The primary issue in this problem is regard in determining the effects of loss or damage To the asset. It is usually stipulated in the agreement that the lessee will be provided with a copy of the policy and he will observe the conditions of the policy. If the asset is destroyed and there is a lack observance of the conditions of the takaful policy that has barred the lessor from recovery, the lessee is held liable. If the claim paid by the takaful company is less than the loss incurred by the Islamic bank, the remainder of the loss cannot be charged to the lessee and the bank itself should bear the loss.
iv. The lessee may use the asset carelessly, requiring the bank to bear major maintenance expenditure.
A trust receipt should be obtained from the customer to bind him to use the asset as a trustee. It may be mentioned in the trust receipt that loss due to negligence of the customer shall be borne by the customer himself. If the leased asset is damaged to the extent that it is no more able to give usufruct, the contract of ijarah is terminated. Similarly in the case of an impediment to achieving the normally expected objective of the contract, the lessee can terminate the contract. In this situation, the parties may adjust the rental to avoid injustice to the lessee, keeping in mind the partial damage to the asset and possibility of beneficial use. If an unidentified unit of asset is leased, the contract will not terminate and the lessor will be required to replace it with another asset of the agreed specifications.
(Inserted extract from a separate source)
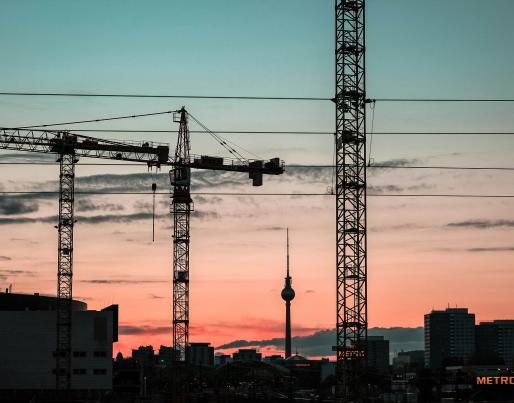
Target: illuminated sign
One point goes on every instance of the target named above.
(495, 380)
If the leased asset is totally destroyed, the ijarah contract concluded on a identified asset is terminated. The leased asset is held by the lessess in a fiduciary capacity on behalf of the lessor , he will be held liable for any damage or destruction of the leased asset due to misconduct or negligence.
v. Sale of asset at maturity the customer may not buy.
Only those assets should be leased that have sufficient resale value that the bank could sell them in the market. Alternatively, a separate promise to purchase at the end of the lease term can be obtained from the customer. The client can conveys his requirement and enters into MOU for stipulating the overall structure of the deal. The bank can takes an undertaking from the lessee along with some earnest money(Hamish Jiddiyah) to ensure that the client is serious in his dealing and will take the asset on lesser when purchased by the bank.